Il y a tout de même l’école. Madame Martin, qui disait être la petite fille de Médéric, autrefois maire de Montréal nous enseigne. Pour la première fois, je côtoie une célébrité ou, en tout cas, quelqu’un qui en connaissait une.

Quatre élèves, trois de cinquième année, et moi qui suis en quatrième. Un des enfants, n’appréciant pas que je réponde aux questions de madame Martin plus vite que les autres, me saute dessus, vole certaines de mes choses dans mon garde-robe.

Ça ne va pas bien, je crois.

Durant l’automne, une auxiliaire me demande si j’ai hâte de retourner à la maison. « Garde » Jutras, grande, mince, les lèvres imperceptibles tant elles sont pincées, murmure : « There’s no way in hell that he’ll be home for Christmas. » Je n’ai pas répondu, même si j’ai tout compris. Je prends l’engagement de sortir de là. Se taire, c’est une approche qui me servira plus tard, et dans plusieurs pays. Ne pas laisser voir qu’on a compris, attendre le bon moment pour riposter. En rétrospective, j’aurais dû suivre davantage cette ligne de conduite. J’ai aussi appris que, souvent, les adultes prennent les enfants pour des cons.

Je vais mieux. On me libère.

Je reviens à la maison le 19 décembre, la veille de mon neuvième anniversaire.

J’apprends alors que ma mère fréquente un monsieur qui a six enfants et une grande maison.

Je dors dans un petit lit dans le coin de la chambre de ma mère. La chambre est séparée du salon par un rideau.

Un soir, j’entends le monsieur dire à ma mère :

— Mon garçon m’a demandé si on allait se marier.

Ma mère répond sans hésiter :

— Paul m’a demandé la même chose.

Je n’ai jamais demandé ça !

J’apprends, ce soir-là, qu’une mère peut mentir.

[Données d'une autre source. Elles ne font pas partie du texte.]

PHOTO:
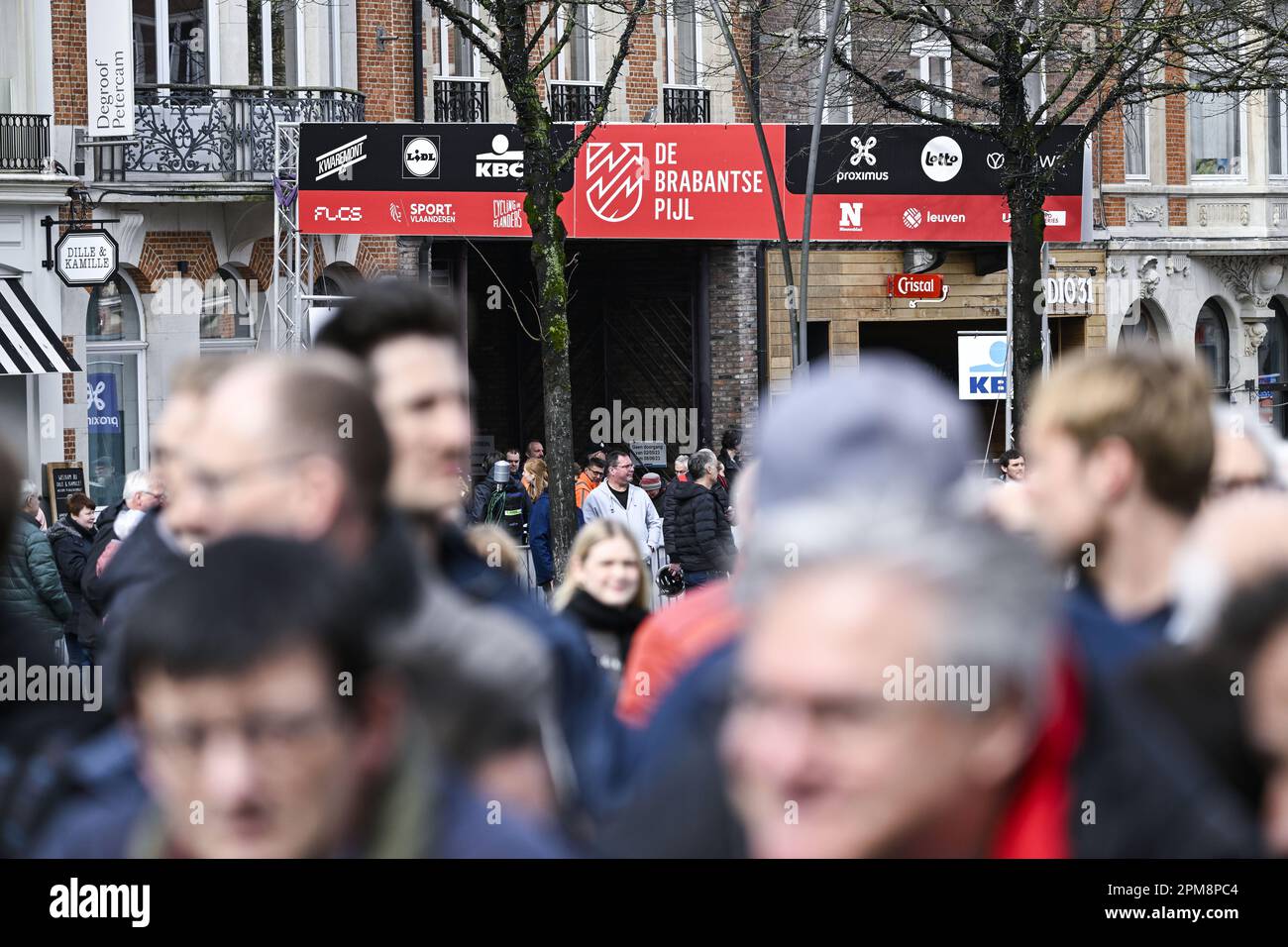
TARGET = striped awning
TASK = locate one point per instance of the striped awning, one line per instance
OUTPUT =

On annonce le mariage. Au moins, mes frères et moi aurons à manger. De plus, le monsieur a la télévision.

Ça va bien aller.

Le jour où l’enfant capitula

Pourquoi, pourquoi
pourquoi moi ?
Amis au parc, dans la rue, dans la boue,
et moi encabané en pédiatrie,
tenant à peine debout.
Pourquoi, pourquoi
pourquoi moi ?

Parce que c’est comme ça,
me dit mon for intérieur,
ma p’tite voix :
Dis-le donc, que t’es en esti.
Contre ton christ, contre ta vie.

Nuits lacrymogènes, dépit devant l’injustice.
Nuits occupées à compter les tuiles au plafond,
à sentir l’émiettement articulaire,
os frottant sur os, attisant les douleurs,
qui font mal, et me donnent signe de vie,
la pulsatile, au rythme de mon cœur,
la lancinante, avec laquelle je respire,
la sourde, la lourde, l’envahissante,
même quand je souris.
Elles accompagnent la métamorphose
de mes mains en cols de cygne, en coups de vent et en boutonnières,
luxations luxuriantes.
Esculape poétise, imagerie médicale.

Ma colère éclate au petit matin.
Docteur, Docteur, pourquoi
je ne rentre pas chez moi ?
Je suis tanné, c’est pas juste !
Écoute-moi bien, mon pitt’.
Il m’a appelé son pitt’ bien vite.
Mon père décédé, son fils pas décidé,
il joue le rôle du papa
qui a toujours raison,
il suit ce que je fais à l’école,
si j’apprends bien mes leçons.

Écoute-moi bien mon garçon :
Je suis juste un médecin,
je ne fais pas de miracle !
Non mais, regarde-moi bien,
j’ai-tu l’air de Saint-Joseph ?
Tu veux t’en aller ?
Y a juste un moyen :
prends-toi en main.
Moi, je vais t’aider.

Sonné, un peu honteux même,
comme quand ton père te surprend à quelque délit.
Je ravale, bien décidé à contrôler ma vie.
Mais subsiste :
pourquoi, pourquoi,
pourquoi moi ?
Et pourquoi pas ? dit la voix.
C’est comme ça, habitue-toi.
Tu n’en as qu’une, une vie.

Alors, pas à pas,
remis debout,
j’ai repris goût aux alentours,
trouvant beauté çà et là,
chez les gens.

Un de ces jours-là, j’ai vu Denise, fière,
le voile bleu d’auxiliaire flottant derrière sa tête,
entrer dans ma chambre, me regarder,
me sourire et me dire
« je crois bien que tu fais de l’acné ».
Ses yeux m’ont botté hors de l’enfance.